Al Stevenson

Profile
- Positions: Offensive tackle • Defensive tackle

Personal information
- Born: December 23, 1921 Montreal, Quebec, Canada
- Died: January 4, 1958 (aged 36)

Career information
- College: none - Strathcona Academy

Career history
- 1945: Montreal Hornets
- 1946–1951: Montreal Alouettes

Awards and highlights
- Grey Cup champion (1949);

= Al Stevenson =

Canadian football player (1921–1958)

Al Stevenson (December 23, 1921 – January 4, 1958) was a Grey Cup champion Canadian Football League player. He played offensive and defensive tackle.

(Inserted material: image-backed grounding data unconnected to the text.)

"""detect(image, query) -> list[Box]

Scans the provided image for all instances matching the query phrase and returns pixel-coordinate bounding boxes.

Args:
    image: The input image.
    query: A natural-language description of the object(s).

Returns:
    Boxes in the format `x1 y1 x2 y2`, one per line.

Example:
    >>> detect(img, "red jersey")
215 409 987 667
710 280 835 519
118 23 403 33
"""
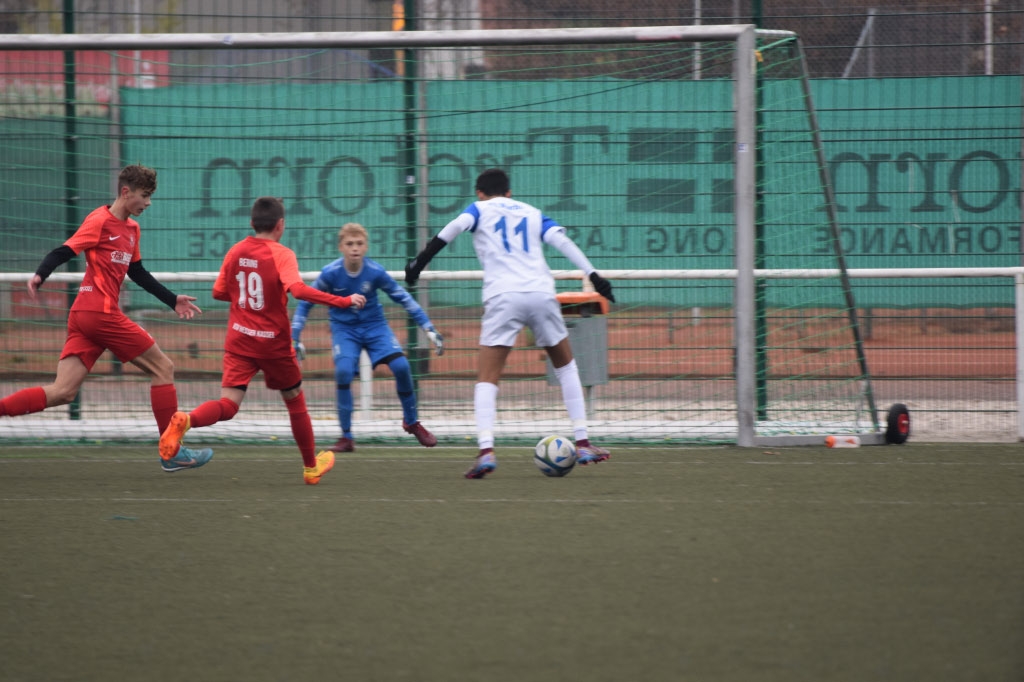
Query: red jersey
64 205 142 314
214 236 352 359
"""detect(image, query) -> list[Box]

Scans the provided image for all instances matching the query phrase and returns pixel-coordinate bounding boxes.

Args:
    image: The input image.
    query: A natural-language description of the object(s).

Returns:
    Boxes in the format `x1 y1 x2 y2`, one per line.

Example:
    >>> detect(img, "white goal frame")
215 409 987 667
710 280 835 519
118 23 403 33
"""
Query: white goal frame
2 25 914 447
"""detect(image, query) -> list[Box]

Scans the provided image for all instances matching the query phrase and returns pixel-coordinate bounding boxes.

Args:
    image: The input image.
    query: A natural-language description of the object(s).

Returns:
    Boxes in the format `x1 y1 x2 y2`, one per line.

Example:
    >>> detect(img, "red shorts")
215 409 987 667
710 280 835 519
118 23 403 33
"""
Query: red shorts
61 310 156 370
222 350 302 391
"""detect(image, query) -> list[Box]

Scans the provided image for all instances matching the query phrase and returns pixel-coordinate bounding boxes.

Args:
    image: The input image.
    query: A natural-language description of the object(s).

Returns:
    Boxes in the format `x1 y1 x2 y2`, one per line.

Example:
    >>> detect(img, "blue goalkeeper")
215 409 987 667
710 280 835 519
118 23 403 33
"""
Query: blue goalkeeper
291 222 443 453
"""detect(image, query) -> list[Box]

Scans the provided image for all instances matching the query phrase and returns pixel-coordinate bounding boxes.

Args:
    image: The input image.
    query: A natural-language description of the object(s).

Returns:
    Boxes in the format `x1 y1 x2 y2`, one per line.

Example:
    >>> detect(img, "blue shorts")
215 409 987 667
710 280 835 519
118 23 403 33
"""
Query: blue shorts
330 319 405 371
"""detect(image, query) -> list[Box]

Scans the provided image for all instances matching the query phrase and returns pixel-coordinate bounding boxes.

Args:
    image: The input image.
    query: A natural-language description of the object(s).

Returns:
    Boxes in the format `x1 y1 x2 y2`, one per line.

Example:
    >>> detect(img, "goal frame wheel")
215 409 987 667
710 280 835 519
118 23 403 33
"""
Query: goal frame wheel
885 403 911 444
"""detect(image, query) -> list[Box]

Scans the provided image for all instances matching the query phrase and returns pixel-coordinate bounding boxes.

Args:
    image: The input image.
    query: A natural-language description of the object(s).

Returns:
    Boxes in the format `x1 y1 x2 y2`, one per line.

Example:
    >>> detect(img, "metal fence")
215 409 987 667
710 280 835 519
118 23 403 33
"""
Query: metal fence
0 1 1021 443
2 1 1021 78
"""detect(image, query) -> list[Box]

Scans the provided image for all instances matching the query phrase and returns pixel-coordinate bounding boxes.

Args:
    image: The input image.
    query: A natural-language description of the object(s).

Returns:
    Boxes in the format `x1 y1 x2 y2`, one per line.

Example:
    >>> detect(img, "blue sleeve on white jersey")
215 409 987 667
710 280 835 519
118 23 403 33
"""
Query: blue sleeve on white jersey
464 203 481 232
539 215 563 240
439 208 478 242
376 268 432 328
544 228 595 274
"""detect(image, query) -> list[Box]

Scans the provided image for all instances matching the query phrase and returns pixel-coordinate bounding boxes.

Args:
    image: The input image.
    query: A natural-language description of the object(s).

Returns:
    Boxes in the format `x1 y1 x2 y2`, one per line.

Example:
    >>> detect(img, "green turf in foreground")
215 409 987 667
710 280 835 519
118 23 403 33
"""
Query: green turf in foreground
1 443 1022 682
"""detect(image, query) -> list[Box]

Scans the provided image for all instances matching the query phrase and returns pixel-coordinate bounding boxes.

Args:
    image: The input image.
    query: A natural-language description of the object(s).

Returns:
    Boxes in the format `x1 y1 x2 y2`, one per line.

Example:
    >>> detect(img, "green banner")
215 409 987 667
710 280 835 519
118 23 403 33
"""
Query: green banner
3 76 1018 309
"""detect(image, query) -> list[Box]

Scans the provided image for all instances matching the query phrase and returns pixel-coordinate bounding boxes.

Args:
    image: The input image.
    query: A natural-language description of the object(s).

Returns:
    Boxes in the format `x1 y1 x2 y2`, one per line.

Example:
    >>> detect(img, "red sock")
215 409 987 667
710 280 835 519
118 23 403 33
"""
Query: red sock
190 398 239 428
150 384 178 434
0 387 47 417
285 392 317 468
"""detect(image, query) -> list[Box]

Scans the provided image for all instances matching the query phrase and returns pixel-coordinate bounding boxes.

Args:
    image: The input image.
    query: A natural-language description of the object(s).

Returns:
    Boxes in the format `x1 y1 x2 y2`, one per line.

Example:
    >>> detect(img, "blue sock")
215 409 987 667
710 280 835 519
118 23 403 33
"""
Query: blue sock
389 356 417 424
335 384 353 437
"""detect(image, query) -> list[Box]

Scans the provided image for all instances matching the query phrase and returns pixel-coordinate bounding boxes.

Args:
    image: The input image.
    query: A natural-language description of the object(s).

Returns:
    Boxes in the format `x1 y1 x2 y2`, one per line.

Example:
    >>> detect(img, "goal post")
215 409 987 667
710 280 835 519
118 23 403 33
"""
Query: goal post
0 25 887 447
744 30 882 446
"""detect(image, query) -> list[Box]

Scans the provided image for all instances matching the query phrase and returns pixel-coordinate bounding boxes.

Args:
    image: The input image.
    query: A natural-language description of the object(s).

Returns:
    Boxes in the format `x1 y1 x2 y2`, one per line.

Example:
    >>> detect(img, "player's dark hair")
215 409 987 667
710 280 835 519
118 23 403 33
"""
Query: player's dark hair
475 168 510 197
251 196 285 232
118 164 157 194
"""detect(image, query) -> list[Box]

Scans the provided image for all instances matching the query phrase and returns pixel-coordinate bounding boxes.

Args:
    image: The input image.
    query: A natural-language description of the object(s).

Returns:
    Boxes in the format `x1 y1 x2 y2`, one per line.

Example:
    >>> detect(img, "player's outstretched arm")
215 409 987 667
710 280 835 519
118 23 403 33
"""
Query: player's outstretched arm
288 281 365 310
27 274 43 298
405 235 449 286
290 308 309 360
544 229 616 303
379 272 444 355
291 274 328 339
424 326 444 356
588 272 616 303
380 272 434 327
173 294 202 320
291 298 315 346
29 245 76 299
127 260 202 318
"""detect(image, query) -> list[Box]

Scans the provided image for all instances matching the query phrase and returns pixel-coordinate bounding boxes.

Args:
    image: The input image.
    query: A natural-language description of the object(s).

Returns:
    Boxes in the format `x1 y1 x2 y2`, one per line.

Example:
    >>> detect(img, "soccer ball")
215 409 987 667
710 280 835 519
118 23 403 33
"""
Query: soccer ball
534 435 577 477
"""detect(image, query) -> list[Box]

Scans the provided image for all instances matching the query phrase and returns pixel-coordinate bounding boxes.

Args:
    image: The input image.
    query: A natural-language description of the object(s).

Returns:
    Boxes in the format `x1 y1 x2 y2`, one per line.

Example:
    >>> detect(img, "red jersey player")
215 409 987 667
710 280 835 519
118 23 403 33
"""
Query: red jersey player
0 164 208 472
159 196 366 485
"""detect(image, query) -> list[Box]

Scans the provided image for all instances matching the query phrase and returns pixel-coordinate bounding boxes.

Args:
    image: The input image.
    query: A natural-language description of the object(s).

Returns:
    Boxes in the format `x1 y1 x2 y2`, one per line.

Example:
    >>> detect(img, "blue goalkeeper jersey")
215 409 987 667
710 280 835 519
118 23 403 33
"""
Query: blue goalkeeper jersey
291 256 432 337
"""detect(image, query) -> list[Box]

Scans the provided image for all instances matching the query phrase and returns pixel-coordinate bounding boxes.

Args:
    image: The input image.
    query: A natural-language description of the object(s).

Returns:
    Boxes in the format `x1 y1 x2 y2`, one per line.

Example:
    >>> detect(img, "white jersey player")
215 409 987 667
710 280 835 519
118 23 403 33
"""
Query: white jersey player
405 168 616 479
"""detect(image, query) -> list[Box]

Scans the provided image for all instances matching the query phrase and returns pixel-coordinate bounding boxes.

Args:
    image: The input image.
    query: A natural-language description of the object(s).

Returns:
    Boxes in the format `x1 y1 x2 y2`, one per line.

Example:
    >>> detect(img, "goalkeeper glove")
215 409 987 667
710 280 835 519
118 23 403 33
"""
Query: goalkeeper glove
424 327 444 356
589 272 616 303
293 339 306 361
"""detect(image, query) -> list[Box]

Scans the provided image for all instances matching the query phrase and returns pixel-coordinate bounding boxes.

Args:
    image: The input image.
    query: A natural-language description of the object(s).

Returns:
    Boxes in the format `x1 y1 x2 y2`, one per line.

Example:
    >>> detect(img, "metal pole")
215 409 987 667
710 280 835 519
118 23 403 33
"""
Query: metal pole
867 6 875 77
985 0 994 75
693 0 702 81
402 0 424 381
0 25 758 51
841 8 877 79
791 36 880 431
1016 273 1024 440
1018 78 1024 439
133 0 141 86
359 349 374 418
415 0 431 343
750 0 768 425
63 0 81 421
733 26 757 447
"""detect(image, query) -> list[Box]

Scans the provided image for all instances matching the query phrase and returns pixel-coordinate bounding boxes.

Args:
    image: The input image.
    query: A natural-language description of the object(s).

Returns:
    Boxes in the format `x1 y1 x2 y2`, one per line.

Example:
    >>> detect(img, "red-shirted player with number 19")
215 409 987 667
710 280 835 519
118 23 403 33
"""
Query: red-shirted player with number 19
158 196 366 485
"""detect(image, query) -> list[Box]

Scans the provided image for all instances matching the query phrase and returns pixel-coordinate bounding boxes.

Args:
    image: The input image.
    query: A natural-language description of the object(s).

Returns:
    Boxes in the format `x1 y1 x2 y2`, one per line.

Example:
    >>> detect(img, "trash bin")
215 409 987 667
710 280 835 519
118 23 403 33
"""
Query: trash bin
545 292 609 388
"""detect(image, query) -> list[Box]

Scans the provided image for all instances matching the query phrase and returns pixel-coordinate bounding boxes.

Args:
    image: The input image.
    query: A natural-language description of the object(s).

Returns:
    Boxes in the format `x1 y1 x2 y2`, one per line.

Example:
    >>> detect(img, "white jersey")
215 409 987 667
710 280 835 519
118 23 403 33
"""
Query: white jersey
439 197 574 302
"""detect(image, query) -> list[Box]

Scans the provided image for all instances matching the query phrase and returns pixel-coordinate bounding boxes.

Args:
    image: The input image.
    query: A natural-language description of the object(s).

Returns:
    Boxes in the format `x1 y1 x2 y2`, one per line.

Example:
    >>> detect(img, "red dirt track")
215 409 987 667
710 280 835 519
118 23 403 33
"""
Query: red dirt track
1 307 1013 381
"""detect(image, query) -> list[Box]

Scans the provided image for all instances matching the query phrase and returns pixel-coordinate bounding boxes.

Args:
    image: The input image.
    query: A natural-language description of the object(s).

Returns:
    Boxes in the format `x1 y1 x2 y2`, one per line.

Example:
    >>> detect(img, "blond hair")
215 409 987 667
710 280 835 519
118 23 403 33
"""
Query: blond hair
338 222 368 242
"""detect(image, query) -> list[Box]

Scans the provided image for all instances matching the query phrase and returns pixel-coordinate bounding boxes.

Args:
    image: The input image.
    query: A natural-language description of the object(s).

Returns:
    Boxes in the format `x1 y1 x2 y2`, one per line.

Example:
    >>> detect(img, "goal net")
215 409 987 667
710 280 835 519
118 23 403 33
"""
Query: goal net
0 26 881 446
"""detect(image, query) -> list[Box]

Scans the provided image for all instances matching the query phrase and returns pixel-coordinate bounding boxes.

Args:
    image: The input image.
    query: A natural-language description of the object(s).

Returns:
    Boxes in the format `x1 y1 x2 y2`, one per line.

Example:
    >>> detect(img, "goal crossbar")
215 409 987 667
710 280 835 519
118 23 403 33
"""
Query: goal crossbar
0 25 763 51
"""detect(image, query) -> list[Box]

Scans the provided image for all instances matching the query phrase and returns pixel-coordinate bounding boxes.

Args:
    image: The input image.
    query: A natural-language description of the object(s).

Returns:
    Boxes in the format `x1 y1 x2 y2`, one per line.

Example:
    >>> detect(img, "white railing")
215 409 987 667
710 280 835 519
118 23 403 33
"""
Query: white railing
1 267 1021 442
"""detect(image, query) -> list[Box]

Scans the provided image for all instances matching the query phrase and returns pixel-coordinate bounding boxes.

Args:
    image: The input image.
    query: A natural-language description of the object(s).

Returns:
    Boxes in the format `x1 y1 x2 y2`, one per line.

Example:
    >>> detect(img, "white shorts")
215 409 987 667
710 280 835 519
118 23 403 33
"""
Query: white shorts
480 291 568 348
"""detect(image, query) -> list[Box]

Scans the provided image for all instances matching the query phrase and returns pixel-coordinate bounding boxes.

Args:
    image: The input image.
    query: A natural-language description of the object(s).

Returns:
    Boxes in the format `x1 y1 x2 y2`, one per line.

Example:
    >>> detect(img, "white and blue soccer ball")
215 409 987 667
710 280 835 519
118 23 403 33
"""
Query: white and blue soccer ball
534 435 577 477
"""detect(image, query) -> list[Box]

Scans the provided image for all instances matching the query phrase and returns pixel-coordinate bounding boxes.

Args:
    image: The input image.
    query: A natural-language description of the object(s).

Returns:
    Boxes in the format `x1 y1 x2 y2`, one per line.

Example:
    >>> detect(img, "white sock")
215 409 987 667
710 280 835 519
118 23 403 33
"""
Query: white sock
554 360 588 442
474 382 499 450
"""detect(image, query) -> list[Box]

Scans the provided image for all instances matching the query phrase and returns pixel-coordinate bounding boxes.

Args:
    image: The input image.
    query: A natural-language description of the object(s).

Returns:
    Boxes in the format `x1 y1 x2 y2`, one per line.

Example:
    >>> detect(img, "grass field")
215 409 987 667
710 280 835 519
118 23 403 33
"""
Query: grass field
1 442 1022 682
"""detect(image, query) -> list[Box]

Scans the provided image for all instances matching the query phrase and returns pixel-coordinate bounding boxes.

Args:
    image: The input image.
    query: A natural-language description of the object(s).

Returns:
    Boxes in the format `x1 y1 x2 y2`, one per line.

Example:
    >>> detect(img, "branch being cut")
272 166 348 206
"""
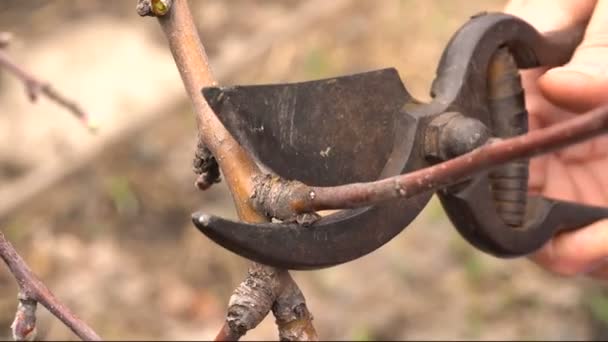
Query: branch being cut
0 48 95 132
253 104 608 219
0 232 101 341
136 0 317 340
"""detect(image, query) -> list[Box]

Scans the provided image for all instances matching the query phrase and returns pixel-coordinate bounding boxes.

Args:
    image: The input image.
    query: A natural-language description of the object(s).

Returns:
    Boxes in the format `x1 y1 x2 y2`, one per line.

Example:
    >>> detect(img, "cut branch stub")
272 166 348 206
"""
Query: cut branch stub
223 263 283 340
193 137 221 191
11 292 37 341
272 273 317 341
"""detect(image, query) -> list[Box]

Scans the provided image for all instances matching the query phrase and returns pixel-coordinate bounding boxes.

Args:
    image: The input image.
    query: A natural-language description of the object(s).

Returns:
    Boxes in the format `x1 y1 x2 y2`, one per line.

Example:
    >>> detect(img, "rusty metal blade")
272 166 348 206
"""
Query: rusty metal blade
203 68 411 186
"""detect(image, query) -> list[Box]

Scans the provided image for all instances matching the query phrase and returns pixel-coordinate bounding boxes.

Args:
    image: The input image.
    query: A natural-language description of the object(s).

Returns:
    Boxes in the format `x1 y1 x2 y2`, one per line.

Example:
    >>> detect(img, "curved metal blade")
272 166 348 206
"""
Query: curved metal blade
203 68 411 185
192 189 432 270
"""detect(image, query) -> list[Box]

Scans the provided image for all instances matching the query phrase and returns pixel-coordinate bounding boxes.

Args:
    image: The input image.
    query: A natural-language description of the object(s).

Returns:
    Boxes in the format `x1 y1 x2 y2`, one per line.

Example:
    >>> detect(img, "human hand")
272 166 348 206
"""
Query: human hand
504 0 608 279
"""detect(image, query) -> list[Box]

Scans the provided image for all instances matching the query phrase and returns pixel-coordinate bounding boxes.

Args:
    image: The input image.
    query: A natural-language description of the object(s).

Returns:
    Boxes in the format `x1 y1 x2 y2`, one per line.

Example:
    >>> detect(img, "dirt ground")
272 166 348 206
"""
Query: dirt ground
0 0 607 340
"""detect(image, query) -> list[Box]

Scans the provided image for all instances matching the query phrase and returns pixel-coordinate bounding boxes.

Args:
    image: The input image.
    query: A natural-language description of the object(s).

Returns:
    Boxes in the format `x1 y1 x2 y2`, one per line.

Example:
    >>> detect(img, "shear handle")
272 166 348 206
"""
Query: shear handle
537 197 608 237
536 22 586 67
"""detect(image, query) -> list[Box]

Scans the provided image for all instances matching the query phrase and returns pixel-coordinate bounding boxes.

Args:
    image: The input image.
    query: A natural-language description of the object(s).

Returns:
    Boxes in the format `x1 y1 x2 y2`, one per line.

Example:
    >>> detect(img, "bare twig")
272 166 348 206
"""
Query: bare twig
0 49 95 132
253 104 608 218
138 0 317 340
0 232 101 341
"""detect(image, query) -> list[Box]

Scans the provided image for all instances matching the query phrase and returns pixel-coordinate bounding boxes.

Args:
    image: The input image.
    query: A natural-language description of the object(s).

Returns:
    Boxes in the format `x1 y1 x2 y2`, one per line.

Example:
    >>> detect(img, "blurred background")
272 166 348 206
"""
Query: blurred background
0 0 607 340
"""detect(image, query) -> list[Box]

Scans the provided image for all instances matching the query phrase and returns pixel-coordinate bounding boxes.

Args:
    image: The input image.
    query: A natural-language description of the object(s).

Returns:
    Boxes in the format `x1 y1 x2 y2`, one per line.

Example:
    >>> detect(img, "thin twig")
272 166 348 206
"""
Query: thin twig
0 49 95 132
137 0 317 340
261 104 608 216
0 232 101 341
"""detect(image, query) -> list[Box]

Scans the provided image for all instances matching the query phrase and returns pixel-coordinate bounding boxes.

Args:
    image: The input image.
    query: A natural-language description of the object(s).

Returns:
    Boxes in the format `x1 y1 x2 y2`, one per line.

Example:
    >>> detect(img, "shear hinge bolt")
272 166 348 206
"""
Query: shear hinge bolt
424 112 491 161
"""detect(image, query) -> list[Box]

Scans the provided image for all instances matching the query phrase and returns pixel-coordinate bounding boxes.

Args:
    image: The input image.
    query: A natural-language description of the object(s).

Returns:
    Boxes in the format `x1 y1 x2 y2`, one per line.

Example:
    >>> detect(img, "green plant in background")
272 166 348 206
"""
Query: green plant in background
350 325 373 342
105 176 139 218
423 195 447 225
448 236 487 286
303 48 331 79
586 292 608 325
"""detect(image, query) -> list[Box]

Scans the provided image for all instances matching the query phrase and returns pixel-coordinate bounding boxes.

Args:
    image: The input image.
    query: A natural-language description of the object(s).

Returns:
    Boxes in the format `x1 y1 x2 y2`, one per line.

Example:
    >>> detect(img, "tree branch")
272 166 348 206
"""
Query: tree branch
0 48 95 132
0 232 101 341
136 0 317 340
252 104 608 218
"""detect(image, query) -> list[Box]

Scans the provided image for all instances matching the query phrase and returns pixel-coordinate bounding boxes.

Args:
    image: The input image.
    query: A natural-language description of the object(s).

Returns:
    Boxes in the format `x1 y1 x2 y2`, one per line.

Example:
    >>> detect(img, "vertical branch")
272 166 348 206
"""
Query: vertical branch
149 0 261 219
136 0 317 340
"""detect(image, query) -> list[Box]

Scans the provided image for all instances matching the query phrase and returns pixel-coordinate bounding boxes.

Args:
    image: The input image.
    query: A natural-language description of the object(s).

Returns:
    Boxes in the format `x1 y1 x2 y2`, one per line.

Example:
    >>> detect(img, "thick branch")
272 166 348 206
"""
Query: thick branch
0 49 94 131
272 104 608 214
138 0 317 340
150 0 261 218
0 232 101 341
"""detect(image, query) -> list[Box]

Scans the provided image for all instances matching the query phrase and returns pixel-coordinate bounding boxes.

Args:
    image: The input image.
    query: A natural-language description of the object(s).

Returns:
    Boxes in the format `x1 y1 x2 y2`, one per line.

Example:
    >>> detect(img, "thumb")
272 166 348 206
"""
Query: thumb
539 0 608 112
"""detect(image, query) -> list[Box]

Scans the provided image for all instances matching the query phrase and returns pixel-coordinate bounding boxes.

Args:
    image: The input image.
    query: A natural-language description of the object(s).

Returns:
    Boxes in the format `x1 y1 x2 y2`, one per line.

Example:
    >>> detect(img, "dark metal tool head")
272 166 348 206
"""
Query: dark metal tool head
194 69 433 269
202 69 413 186
192 12 608 269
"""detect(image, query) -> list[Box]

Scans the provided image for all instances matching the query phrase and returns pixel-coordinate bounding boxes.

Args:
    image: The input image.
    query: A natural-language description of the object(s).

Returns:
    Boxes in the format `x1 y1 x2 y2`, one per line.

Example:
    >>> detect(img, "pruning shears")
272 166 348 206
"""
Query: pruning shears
191 12 608 270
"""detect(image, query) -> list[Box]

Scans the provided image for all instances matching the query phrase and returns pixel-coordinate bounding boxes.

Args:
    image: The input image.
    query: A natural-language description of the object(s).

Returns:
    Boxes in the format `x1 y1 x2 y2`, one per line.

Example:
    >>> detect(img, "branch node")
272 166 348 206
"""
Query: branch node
193 139 221 191
222 263 283 340
272 273 317 341
251 174 314 221
11 291 37 341
137 0 173 17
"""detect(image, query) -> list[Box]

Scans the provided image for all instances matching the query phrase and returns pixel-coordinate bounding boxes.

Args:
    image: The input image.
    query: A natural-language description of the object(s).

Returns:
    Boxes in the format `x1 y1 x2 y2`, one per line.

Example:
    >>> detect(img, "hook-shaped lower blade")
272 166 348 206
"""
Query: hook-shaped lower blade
192 189 432 270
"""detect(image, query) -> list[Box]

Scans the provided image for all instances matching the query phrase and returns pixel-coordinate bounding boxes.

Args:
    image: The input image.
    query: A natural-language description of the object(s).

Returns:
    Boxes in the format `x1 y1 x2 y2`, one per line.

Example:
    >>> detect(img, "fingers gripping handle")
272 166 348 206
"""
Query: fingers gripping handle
434 13 592 257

Stevenson played his first football with Strathcona Academy in Outremont, Quebec. He began his pro career in 1945 with the Montreal Hornets and played with the inaugural Montreal Alouettes team in 1946. He was part of the Larks first Grey Cup championship. He played 59 games for the Als over 6 seasons (but was retired for almost all of the 1948 season due to business matters.). He later pursued a career in the Canadian Army, serving in West Germany and Korea and becoming a sergeant (and coaching the Royal Military Academy team in Kingston, Ontario.) He died in a car accident on January 4, 1958.